Whoops: Some minor, yet necessary elements of the game seem to have been overlooked during the overhaul, such as the ability to auto-assign building orders in a city (meaning an endless crawl through build screens at the beginning of each turn towards the end of a game). Other parts seem downright wrong, particularly progression through the eras, which can have you entering modernity without having discovered the printing press.
Too Small: Concessions obviously had to be made considering the control scheme. One of the biggest is that the size of the world is locked. The map is tiny, and you only ever compete against five civilizations. Obviously this decision was made with the simpler control scheme (and console gaming habits) in mind, but at least some map customisation options would have been nice.
Too Fast: Because the map is so small, games are played out very quickly. Expect to play a full game in around 2-3 hours. It's great having that option, but I think a lot of people (and this goes back to "Too Small") would have preferred the option of a longer, more drawn-out experience.

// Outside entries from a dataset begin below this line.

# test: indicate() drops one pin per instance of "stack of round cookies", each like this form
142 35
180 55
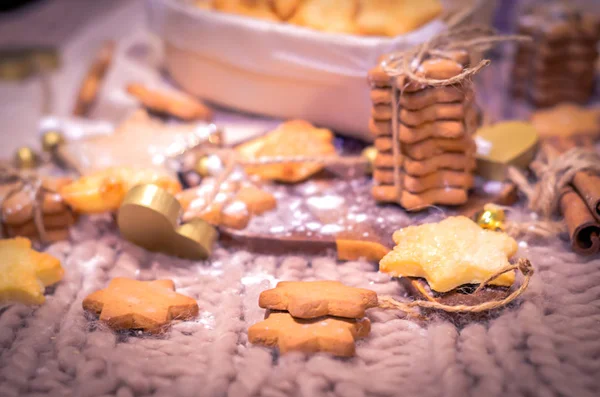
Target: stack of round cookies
435 150
559 65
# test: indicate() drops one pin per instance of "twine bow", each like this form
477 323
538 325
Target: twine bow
405 64
34 187
523 265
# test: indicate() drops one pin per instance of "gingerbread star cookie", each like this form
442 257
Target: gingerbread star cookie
310 299
145 305
326 334
292 138
567 120
449 254
24 273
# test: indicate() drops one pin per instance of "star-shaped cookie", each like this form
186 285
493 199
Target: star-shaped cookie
326 334
24 273
451 253
104 190
292 138
567 120
146 305
311 299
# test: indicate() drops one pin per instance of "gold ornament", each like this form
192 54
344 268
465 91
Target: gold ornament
149 218
51 140
216 137
491 218
370 153
208 165
505 144
26 158
202 166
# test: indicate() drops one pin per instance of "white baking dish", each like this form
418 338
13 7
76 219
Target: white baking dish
274 69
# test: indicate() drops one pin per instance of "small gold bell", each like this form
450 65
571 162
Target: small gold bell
51 140
26 158
370 153
209 165
216 137
491 218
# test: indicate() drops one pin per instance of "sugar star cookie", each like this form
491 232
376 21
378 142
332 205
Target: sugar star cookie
449 254
24 273
325 334
104 190
310 299
292 138
146 305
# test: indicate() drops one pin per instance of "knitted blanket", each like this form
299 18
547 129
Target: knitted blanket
547 344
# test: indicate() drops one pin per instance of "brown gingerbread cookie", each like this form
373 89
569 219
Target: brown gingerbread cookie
439 179
418 201
325 334
147 305
91 84
176 104
429 147
451 161
310 299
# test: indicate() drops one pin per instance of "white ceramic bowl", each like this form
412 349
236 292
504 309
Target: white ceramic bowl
274 69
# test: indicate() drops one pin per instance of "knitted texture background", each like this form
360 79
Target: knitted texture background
546 345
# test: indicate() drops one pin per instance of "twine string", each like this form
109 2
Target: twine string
404 65
523 265
554 173
37 193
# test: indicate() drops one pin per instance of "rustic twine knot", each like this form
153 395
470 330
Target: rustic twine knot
523 265
471 38
31 184
554 173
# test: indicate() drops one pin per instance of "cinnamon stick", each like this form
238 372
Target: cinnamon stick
90 86
584 231
588 186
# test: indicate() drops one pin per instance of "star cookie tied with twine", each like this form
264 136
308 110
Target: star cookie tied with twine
423 119
32 208
443 262
150 306
327 316
25 273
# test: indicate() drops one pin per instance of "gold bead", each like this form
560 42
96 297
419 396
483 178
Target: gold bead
491 218
209 165
202 167
370 153
51 140
26 158
216 137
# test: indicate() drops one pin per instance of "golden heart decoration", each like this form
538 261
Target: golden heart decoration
149 217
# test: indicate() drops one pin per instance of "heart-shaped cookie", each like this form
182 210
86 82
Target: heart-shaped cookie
149 217
510 143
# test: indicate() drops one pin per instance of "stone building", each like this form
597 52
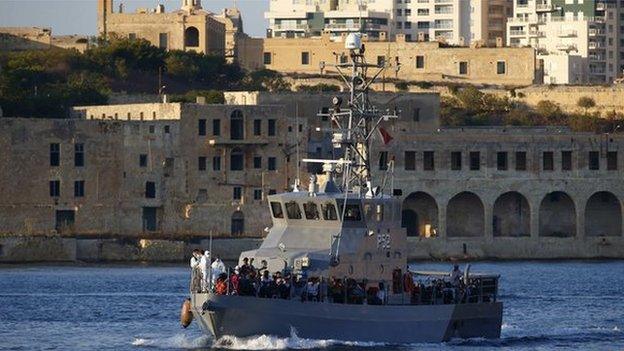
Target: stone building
189 28
158 169
34 38
193 169
418 61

Little Rough: Maybe the framerate's better on 360, but the PS3 version I played often slows to a crawl, something I would not expect of a game that looks worse than Civ IV (a game from 2005). As such, some of the most important parts of the game - like navigating the camera around the globe - are a lot slower than it should be.
Successfully porting the Civilization experience from the PC to consoles was always going to be an exercise in compromise. The entire package was never going to make the jump, so Firaxis' development has basically boiled down to the unenviable task of deciding which parts of the PC game got to stay, and which parts of the game had to either be modified or be thrown out entirely.
For the most part, they've made the right calls. Sure, the game can be too short, and too small, and in some cases a little rough, but what Firaxis needed to do if this game was to ultimately succeed was take that core Civilization experience - the discovery, the advancement, the combat, the diplomacy - and ensure that even a streamlined version of the game still had you up at 3 in the morning, telling yourself you'll just have "one more turn". Which it does.
Civilization Revolution was developed by Firaxis, published by 2K. Available on July 8 in the US on PlayStation 3 (version played), Xbox 360, Nintendo DS. Played 5 single player games to completion (one on each difficulty). Unable to test multiplayer due to connection issues/lack of players.